Part Two: Enjoy that peanut butter sandwich. Eating on the run or while working is sometimes necessary when our schedule is overloaded. But even a five minute break from rushing, problem-solving, procrastinating, and multi-tasking can be very helpful. And eating (even the lowly PB&J) can be extremely gratifying and restorative when you do so with mindful awareness. It’s nourishing on multiple levels. So what does mindful eating look like in practice? It actually takes less work than eating on the run. When you eat, just eat. You don’t have to get anything else done. Simply pay attention to each bite. Slow down and chew slowly, tuning into sensations. Notice what it feels like to bring the food to your mouth, to bite, to chew, to swallow, to breathe. Notice sensations in the body. The first time I tried this I was at work, and I noticed that while I was eating, I periodically clenched my fist. When I noticed the fist-clenching, I relaxed my hand and made note of what was going on in my mind. It was always some worry about what might be happening later in the day, or planning related to what I might need to do after I was finished eating. I repeatedly turned my attention back to the present, to the activity of eating, and tuned into those sensations. I took my attention out of my head (where nothing good or helpful was going on) and into my body. This enabled me to let go of unnecessary tension in my hands, slow down my breathing, and enjoy the pleasant sensations of tasting food and, eventually, feeling full. I felt taken care of in those moments.
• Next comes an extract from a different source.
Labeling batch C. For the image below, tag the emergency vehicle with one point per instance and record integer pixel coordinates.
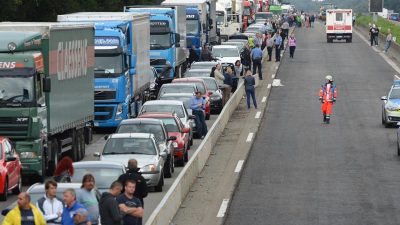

I encourage you to give mindful eating a try for one meal and see how it feels. It will likely feel incredibly, impossibly slow. It is not uncommon to have feelings of impatience or irritation arise—let’s get this over with and get on to the next thing! After all, you are busy, and you do have a lot to do. When you notice these thoughts and feelings, gently acknowledge them and then return your attention to your food. If eating mindfully for the entire meal does not seem doable, try it for 5 minutes. You can also sit mindfully with a cup of coffee or tea.

There are many benefits of mindful eating; some people use it as a weight-management tool or to help them change an unhealthy relationship with food. Stay tuned for future posts on the topic. If you are really drawn to mindful eating, practice as much as you can. There are also some nice books on the topic, including Savor: Mindful Eating, Mindful Life by Thich Nhat Hanh and Lilian Cheung.